According to Articles 49 and 63 TFEU, open discrimination, hidden discrimination and restrictions on the free establishment and free movement of capital are prohibited in principle.

Open discrimination occurs when the actual link to nationality results in unequal treatment of nationals of other Member States which is unequal. National standards must therefore not, in principle, discriminate against nationals of other Member States. In the case of companies, nationality is replaced by membership of the legal system of another Member State and thus, as a rule, by the registered office of the company.441 If, on the other hand, a norm does not adhere to nationality, but only or predominantly impedes foreigners, there is hidden discrimination.[442]

In addition to open and hidden discrimination, restrictions on fundamental freedoms are inadmissible. The restriction of a fundamental freedom does not require an explicit legal prohibition. Restrictions are, according to the case-law, already those measures which “prevent, hinder or render less attractive” the exercise of free establishment or the free movement of capital. Since the requirement in such cases is not directly linked to nationality, a cross-border and a domestic situation are compared with each other (couple of comparisons).[444]

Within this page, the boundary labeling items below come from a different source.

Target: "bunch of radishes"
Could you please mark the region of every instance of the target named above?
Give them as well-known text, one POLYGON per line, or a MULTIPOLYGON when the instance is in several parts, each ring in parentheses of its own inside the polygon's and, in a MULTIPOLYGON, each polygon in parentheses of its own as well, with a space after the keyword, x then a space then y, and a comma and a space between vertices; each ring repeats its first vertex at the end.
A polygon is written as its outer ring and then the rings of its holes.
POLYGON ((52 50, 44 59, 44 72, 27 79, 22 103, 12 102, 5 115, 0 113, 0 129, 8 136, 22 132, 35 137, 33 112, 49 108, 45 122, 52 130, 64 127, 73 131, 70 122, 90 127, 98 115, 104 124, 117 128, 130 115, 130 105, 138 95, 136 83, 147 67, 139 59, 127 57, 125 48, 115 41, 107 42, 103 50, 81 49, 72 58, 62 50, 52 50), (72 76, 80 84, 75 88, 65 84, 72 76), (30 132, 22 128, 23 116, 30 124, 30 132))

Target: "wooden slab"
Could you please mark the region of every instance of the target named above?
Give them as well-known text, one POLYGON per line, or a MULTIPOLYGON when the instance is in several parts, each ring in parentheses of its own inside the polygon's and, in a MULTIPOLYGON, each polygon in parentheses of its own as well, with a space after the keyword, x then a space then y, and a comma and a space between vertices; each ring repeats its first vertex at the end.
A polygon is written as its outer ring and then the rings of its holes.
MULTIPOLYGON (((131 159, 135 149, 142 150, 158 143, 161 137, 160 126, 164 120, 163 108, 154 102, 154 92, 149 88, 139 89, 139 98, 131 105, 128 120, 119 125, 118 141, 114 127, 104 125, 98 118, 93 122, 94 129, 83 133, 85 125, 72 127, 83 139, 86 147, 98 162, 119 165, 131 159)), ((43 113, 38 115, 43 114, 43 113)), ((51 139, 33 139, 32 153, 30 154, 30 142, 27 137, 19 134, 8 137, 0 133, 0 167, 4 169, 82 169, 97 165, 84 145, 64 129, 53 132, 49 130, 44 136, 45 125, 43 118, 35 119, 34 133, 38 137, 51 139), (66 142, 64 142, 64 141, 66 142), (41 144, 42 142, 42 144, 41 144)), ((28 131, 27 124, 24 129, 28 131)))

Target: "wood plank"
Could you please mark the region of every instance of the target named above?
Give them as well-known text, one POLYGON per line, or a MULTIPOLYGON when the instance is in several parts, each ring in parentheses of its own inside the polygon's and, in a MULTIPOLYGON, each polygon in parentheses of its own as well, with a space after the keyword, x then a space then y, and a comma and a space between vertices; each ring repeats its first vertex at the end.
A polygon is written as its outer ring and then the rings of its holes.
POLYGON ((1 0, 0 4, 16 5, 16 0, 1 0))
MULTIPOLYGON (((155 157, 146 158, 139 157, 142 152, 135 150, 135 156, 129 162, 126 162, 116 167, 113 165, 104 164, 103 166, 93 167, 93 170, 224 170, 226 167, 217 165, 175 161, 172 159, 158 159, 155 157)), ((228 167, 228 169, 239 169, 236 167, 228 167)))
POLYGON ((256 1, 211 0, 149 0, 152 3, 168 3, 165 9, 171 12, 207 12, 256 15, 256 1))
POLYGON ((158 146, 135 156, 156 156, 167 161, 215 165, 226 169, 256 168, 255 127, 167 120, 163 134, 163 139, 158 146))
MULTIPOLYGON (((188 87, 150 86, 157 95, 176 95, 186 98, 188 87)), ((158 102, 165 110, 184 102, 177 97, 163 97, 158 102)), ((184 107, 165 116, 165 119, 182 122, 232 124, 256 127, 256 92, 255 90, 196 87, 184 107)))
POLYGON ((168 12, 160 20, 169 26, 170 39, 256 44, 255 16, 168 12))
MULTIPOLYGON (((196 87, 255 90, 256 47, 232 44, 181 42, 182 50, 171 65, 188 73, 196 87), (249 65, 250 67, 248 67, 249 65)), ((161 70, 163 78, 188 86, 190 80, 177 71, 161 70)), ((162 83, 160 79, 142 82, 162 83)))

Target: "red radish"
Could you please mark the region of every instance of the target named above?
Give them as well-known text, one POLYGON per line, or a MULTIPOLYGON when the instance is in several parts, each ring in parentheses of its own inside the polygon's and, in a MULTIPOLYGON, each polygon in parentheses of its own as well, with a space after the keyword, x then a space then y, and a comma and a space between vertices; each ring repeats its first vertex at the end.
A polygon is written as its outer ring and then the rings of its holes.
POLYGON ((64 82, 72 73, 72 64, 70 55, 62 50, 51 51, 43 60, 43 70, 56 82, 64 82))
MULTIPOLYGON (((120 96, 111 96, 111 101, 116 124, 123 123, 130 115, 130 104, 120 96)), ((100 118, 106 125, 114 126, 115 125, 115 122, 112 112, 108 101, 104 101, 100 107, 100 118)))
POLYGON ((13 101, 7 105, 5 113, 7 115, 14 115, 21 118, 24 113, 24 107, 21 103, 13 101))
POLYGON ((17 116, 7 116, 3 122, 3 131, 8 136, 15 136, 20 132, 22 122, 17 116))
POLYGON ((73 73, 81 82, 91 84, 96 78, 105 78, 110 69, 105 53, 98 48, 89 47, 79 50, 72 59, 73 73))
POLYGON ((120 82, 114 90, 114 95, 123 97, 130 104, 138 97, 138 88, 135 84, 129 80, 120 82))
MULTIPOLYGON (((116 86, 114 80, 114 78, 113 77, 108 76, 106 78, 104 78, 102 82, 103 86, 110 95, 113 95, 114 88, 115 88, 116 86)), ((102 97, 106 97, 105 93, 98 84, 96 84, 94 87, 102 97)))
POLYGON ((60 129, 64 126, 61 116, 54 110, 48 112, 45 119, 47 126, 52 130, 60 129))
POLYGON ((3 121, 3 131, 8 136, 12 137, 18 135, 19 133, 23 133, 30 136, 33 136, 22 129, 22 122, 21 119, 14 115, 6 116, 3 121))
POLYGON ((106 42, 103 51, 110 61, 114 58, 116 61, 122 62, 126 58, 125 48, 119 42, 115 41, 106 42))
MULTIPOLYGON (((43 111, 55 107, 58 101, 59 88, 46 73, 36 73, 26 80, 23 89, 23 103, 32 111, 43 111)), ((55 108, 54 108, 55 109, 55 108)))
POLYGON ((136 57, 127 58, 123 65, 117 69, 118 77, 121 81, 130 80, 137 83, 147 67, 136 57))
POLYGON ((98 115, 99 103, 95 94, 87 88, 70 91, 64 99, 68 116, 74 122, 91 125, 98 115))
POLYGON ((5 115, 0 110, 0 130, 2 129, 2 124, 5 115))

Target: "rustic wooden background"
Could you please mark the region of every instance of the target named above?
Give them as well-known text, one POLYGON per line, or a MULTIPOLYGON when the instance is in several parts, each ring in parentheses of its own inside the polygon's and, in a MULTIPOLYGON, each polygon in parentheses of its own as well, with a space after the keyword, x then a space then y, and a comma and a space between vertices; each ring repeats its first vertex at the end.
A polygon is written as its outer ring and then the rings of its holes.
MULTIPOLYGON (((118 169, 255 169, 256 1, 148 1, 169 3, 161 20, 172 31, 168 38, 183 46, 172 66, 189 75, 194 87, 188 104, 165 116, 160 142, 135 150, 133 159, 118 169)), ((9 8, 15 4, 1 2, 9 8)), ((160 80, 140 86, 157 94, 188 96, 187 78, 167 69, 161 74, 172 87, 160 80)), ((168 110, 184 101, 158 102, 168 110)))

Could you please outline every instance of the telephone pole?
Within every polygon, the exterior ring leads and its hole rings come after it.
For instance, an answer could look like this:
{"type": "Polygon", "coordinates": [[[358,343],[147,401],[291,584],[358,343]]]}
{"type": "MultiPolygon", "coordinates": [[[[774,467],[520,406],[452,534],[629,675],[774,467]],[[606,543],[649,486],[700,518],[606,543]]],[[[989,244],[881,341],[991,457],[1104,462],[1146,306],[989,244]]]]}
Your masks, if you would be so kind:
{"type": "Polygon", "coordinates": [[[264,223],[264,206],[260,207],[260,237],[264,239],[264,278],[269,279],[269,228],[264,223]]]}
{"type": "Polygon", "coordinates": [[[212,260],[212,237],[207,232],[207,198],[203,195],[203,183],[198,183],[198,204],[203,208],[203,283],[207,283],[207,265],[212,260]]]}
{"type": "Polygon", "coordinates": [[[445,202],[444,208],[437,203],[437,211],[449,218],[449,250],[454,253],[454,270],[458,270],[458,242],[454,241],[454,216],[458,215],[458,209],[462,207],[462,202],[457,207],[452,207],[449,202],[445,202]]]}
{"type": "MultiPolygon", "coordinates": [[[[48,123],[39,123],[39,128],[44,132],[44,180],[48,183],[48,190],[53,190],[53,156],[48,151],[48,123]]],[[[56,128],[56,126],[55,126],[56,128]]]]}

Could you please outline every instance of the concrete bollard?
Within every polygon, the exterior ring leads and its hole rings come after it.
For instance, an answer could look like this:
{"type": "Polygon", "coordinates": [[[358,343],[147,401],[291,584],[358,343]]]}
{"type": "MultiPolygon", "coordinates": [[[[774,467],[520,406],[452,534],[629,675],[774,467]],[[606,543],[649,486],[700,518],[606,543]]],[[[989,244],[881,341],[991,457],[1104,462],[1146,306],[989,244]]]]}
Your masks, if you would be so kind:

2. Restriction of fundamental freedoms by taxation

First of all, it should be noted that there is no clear dividing line between hidden discrimination and restriction.[445] In practice, such a strict distinction is also not necessary, since fundamental freedoms equally prohibit hidden discrimination and restrictions and measure them by a uniform standard of justification.[446] Therefore, the ECJ in its recent decisions on national de-integrating standards primarily only examines the restriction of fundamental freedoms, because such a restriction inevitably leads to covert discrimination, while (concealed) discrimination does not yet constitute a restriction.

If the transfer of assets, the departure or the cross-border conversion triggers a de-integrating tax, while such taxation is omitted in the case of purely domestic material conduct, there is a disadvantage in cross-border situations. The associated liquidity disadvantage is likely to deter the Union citizen or the Union company from the intended action and, according to settled case-law, constitutes a restriction of fundamental freedoms.[447]